Denk je aan robots, dan denk je aan apparaten die er bijna uit zien als mensen. En je denkt bij gebruik van robots vooral aan de industrie en ook wel een beetje aan de zorg. Maar de robot rukt in de landbouw op. En niet zo’n beetje ook. De agrirobot. In Noord-Brabant wordt er hard aan gewerkt én wordt deze al ingezet.

Een tractor met GPS (Global Positioning System) is tegenwoordig al bijna de normaalste zaak van de wereld. Die GPS zorgt er bijvoorbeeld voor dat tractoren tijdens het werk recht rijden, waardoor er geen overlap noch loze ruimte tussen de zogeheten werkgangen ontstaat.
De ontwikkeling van robots staat nog maar in de kinderschoenen en zal de komende decennia alleen maar verder groeien. Nederland telt op dit moment minstens zes bedrijven die bezig zijn met het ontwikkelen van een agrirobot. Twee daarvan staan in de provincie Noord-Brabant: in Almkerk en Deurne.Tegenwoordig worden ook wel drones ingezet in de landbouw. Drones kunnen inspecteren, overzicht bieden, meten, noem maar op. Er zijn ook al drones die door een kas van een tuinbouwer vliegen om motten te bestrijden zonder pesticiden: eenvoudigweg door de beestjes te verwijderen. Met inzet van robots intensiveer je de landbouw, maar het zorgt er ook voor dat je niet méér grond nodig hebt, dat je minder mest en bestrijdingsmiddelen hoeft te gebruiken en minder water. En ja, ook minder arbeidskrachten. Maar dat is niet altijd nadelig, want veel van dit type werk is voor de mens onplezierig of ongezond.

In de toekomst beheert een zwerm van robots het veld 

Multicropping is een vorm van landbouw waarbij de grond is ingedeeld in kleinere stukjes of stroken. Zie de foto hierboven. Daarop groeien verschillende gewassen samen. Zij beschermen elkaar op een natuurlijke manier tegen ziekten.
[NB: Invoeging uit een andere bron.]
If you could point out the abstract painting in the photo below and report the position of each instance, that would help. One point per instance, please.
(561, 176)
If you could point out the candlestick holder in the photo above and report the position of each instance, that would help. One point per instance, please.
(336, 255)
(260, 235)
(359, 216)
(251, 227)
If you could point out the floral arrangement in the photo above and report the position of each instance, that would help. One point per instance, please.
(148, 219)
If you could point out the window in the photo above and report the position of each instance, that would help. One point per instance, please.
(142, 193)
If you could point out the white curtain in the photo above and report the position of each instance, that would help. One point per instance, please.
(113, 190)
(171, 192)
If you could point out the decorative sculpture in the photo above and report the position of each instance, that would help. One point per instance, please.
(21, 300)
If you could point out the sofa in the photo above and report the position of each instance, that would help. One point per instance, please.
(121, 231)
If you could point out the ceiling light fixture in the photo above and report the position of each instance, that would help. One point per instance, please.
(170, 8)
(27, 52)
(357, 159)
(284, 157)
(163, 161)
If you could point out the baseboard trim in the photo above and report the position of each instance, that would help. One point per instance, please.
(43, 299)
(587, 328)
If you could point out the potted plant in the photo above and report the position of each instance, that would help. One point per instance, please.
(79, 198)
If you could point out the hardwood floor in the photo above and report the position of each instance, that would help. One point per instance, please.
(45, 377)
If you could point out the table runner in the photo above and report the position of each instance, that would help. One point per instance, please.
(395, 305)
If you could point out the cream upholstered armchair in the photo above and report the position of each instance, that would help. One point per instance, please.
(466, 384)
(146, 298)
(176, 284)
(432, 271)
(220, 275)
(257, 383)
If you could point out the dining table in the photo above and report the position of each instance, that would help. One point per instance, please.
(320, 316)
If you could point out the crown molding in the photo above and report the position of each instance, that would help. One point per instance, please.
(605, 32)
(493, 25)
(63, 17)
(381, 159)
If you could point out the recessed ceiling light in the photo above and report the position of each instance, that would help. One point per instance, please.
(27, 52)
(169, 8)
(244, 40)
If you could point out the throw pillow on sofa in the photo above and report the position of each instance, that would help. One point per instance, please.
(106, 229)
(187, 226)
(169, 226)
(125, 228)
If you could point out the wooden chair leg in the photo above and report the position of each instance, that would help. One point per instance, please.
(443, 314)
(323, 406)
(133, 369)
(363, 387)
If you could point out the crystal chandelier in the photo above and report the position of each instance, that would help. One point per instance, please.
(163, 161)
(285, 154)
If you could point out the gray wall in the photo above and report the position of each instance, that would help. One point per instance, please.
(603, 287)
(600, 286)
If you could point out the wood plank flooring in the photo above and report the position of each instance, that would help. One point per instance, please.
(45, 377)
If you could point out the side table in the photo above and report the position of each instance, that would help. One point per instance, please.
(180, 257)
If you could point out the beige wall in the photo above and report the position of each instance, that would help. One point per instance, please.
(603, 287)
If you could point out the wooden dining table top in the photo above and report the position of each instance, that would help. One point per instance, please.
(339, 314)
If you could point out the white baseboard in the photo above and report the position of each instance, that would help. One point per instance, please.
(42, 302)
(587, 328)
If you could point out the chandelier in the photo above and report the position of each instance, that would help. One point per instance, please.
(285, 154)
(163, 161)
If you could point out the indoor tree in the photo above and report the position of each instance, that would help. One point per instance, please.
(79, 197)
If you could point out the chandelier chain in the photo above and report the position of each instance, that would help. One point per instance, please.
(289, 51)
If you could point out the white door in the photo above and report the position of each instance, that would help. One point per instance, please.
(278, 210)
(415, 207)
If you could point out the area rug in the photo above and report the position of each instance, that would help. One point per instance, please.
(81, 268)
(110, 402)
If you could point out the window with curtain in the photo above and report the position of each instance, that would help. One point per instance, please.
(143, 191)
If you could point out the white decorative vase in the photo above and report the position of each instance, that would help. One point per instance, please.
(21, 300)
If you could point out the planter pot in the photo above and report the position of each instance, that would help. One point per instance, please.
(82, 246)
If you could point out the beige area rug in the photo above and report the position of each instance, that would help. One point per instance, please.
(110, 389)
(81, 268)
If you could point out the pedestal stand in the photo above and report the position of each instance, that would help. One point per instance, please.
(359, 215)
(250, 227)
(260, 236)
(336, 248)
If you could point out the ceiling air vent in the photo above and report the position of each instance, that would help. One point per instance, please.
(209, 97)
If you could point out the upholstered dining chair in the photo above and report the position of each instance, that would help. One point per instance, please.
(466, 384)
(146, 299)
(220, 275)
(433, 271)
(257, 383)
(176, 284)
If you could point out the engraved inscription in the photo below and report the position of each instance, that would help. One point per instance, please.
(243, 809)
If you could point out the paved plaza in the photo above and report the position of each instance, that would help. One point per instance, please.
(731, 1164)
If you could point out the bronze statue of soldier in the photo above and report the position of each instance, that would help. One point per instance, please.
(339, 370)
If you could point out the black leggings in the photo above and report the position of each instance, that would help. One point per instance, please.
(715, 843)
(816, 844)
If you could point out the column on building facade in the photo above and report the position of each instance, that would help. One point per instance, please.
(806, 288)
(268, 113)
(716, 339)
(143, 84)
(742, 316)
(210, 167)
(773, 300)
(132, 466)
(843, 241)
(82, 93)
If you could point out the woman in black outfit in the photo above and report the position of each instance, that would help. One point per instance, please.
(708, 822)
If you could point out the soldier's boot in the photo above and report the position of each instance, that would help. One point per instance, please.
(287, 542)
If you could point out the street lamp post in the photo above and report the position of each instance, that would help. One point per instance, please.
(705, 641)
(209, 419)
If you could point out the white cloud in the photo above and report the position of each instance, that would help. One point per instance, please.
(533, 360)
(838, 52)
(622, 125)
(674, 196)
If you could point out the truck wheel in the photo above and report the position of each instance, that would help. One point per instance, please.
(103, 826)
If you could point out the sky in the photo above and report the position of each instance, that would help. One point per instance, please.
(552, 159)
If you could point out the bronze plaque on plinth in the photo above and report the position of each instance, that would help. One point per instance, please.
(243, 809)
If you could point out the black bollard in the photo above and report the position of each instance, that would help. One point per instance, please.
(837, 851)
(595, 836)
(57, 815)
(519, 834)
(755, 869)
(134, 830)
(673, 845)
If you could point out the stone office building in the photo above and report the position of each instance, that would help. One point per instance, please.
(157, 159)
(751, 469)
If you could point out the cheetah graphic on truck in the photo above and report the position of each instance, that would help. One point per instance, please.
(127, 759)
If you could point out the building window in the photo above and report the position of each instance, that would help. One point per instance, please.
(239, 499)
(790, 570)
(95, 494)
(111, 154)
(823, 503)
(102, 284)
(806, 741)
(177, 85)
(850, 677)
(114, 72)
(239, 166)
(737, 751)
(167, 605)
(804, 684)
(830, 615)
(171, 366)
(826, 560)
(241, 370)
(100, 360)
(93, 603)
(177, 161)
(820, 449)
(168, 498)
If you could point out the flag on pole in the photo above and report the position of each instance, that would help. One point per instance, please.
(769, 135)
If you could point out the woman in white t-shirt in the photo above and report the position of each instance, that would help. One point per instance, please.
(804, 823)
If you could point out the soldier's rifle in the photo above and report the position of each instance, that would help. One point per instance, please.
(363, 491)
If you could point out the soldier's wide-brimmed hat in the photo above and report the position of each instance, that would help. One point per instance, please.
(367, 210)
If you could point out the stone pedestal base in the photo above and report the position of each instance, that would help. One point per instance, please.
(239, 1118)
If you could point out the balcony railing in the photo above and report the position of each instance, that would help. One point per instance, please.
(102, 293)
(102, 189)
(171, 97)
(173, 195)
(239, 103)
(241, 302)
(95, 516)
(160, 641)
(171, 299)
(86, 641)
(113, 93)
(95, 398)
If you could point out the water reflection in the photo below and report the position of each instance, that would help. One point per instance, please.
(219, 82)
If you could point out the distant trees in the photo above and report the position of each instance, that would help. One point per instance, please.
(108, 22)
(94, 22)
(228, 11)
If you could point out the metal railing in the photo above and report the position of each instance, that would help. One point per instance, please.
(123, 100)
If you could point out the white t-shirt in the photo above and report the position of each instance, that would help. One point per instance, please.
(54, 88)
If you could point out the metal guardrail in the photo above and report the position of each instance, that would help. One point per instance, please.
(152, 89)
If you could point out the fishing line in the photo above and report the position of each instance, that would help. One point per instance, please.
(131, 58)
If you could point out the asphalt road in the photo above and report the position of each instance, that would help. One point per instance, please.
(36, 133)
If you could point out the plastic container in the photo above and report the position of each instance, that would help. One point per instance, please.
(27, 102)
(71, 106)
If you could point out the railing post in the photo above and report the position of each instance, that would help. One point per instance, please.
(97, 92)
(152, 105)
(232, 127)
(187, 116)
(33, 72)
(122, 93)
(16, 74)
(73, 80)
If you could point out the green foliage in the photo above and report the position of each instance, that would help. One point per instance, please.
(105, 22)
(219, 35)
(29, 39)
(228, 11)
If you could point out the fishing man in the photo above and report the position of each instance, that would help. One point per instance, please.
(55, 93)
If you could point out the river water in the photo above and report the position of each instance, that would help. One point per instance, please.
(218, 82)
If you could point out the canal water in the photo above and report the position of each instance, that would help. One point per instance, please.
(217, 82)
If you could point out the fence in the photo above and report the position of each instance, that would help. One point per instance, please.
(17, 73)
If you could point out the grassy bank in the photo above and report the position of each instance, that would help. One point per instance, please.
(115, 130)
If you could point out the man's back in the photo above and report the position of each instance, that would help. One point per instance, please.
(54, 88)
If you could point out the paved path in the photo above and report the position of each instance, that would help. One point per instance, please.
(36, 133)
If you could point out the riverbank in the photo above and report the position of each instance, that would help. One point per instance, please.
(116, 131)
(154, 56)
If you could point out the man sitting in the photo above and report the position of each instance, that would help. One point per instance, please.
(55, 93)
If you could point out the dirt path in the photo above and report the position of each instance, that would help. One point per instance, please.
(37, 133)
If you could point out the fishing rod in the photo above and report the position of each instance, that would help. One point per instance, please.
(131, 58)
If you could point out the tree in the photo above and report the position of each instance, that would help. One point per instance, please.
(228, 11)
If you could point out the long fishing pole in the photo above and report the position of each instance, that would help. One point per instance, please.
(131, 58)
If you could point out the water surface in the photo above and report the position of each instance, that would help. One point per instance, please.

Zo worden ze samen ook aantrekkelijker voor belangrijke insecten. Multicropping is mogelijk geworden door snelle ontwikkelingen in allerlei sectoren: robotics, kunstmatige intelligentie (articifial intelligence, A.I.) en sensor & vision-technologie. Die laatste is er vooral om schaarse landbouwgrond effectiever te gebruiken, biodiversiteit te verhogen en het gebruik van bestrijdingsmiddelen te verminderen. In de nabije toekomst beheert een zwerm van robots het veld en past werkzaamheden aan op de situatie op basis van diverse sensormetingen en het gebruik van big data. Denk aan klimaatgegevens en het op tijd voorspellen van ziekten. De robot ziet dat het te droog of te nat is. Deze werkwijze is goed voor de biodiversiteit, voor de bodem, goed voor de natuur én beter voor de boer, want deze manier van werken kan tot 20% meer opbrengst leiden op dezelfde grond. En er worden bij deze methode geen kunstmest en minder bestrijdingsmiddelen gebruikt.
Een voorbeeld van zo’n type agrirobot is de Robot One van het bedrijf Pixelfarming Robotics in Almkerk, gelegen in west-Noord-Brabant. De onderneming is opgericht in 2019. De Robot One rijdt op zonne-energie en kan 24/7 werken.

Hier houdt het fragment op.